Along with them, nearly 2 million people are thought to have lost their lives during the Khmer Rouge Regime reign from 1975 to 1979. Practices of starvation, torture, execution and forced labour were rampant during this period. The memory of torture, Mam says, is one that will always live with him.
“It’s a memory that always comes back. I thought I was going to die. All the people I saw who were [taken away to the detention center] never came back.”
Mam recalls a time he attempted to alleviate his hunger, sneaking away from a group of boys he was with to eat a tamarind he spotted on the ground. When he was caught, military officers accused him of being a spy and took him to a pole where they tied him up for 24 hours. His skin swelled and he shouted in pain for help, he says; no one came.
“They left me alone there. I didn’t know where I was. At 3pm I heard I was in the detention center – the place where they tortured and killed people.”
During this part of his life, Mam got seriously sick several times; on one occasion, he was transferred to a regime hospital: an empty, broken pagoda used to deliver medical aid. There, he says, he found himself the victim of a tragic coincidence.
“The day I arrived my father died as well.
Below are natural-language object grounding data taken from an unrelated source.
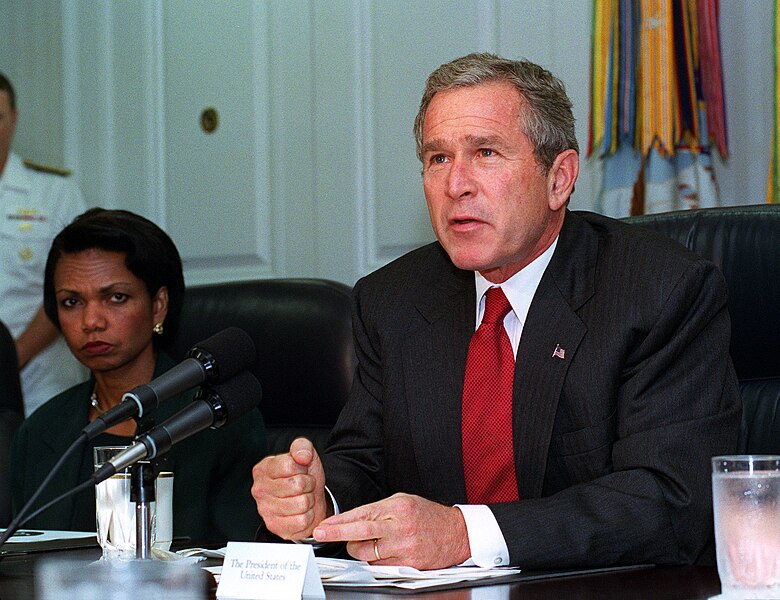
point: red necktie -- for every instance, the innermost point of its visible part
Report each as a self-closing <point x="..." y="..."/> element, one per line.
<point x="488" y="453"/>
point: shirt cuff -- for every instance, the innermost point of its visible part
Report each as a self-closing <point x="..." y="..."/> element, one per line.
<point x="487" y="543"/>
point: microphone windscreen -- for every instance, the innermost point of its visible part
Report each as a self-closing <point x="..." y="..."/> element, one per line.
<point x="238" y="395"/>
<point x="231" y="349"/>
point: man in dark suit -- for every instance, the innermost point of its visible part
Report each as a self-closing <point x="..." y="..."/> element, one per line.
<point x="620" y="384"/>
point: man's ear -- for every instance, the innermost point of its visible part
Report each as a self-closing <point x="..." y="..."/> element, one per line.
<point x="561" y="178"/>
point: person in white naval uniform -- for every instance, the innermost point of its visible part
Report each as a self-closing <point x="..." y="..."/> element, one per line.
<point x="35" y="204"/>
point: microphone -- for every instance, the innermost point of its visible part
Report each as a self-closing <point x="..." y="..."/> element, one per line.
<point x="212" y="407"/>
<point x="216" y="359"/>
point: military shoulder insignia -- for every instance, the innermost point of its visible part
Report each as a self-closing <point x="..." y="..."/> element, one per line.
<point x="46" y="168"/>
People next to me told me my father had died there, in the same bed where I was sleeping. [They also told me] his body was buried outside.”
In recent years, Mam has been advocating for justice alongside a group of survivors who participated as civil parties during the trials of the Extraordinary Chambers in the Courts of Cambodia (ECCC); a court to try Khmer Rouge leaders.
During the trial proceedings, UN Human Rights Cambodia worked to increase public knowledge of trials; fostering debates among lawyers, prosecutors and judges and disseminating jurisprudence and legal practices to professionals to ensure an indelible imprint on national law and practices, for example through the development and dissemination of a Cambodian Code of Criminal Procedure Annotated with ECCC and Select International Jurisprudence.
The UN Human Rights approach to achieving justice after devastating conflict, known as ‘transitional justice’, emphasises the use of both judicial and non-judicial mechanisms – including developing national capacities to strengthen rule of law, facilitating truth-telling initiatives and reforming history education.
Mam still makes twice-yearly visits to the old pagoda where his father died – even though he doesn’t know the final resting place of all of his family yet.
“I want to go where my grandfather died. I still [have not] found it.”
But he has a dream – and hope. He wants to work with survivors to document and convey their experiences to the younger generation. He says this dark period of history can teach people the harm that comes from unchecked desire.
“[The lesson of the Khmer Rouge is] not to be greedy. When you want power you are capable of everything.”
Those on the wrong side of history, he says, should also feel some hope.
“Khmer Rouge leaders are dead or old. [Those who are still alive should] forget the past and start doing good things.”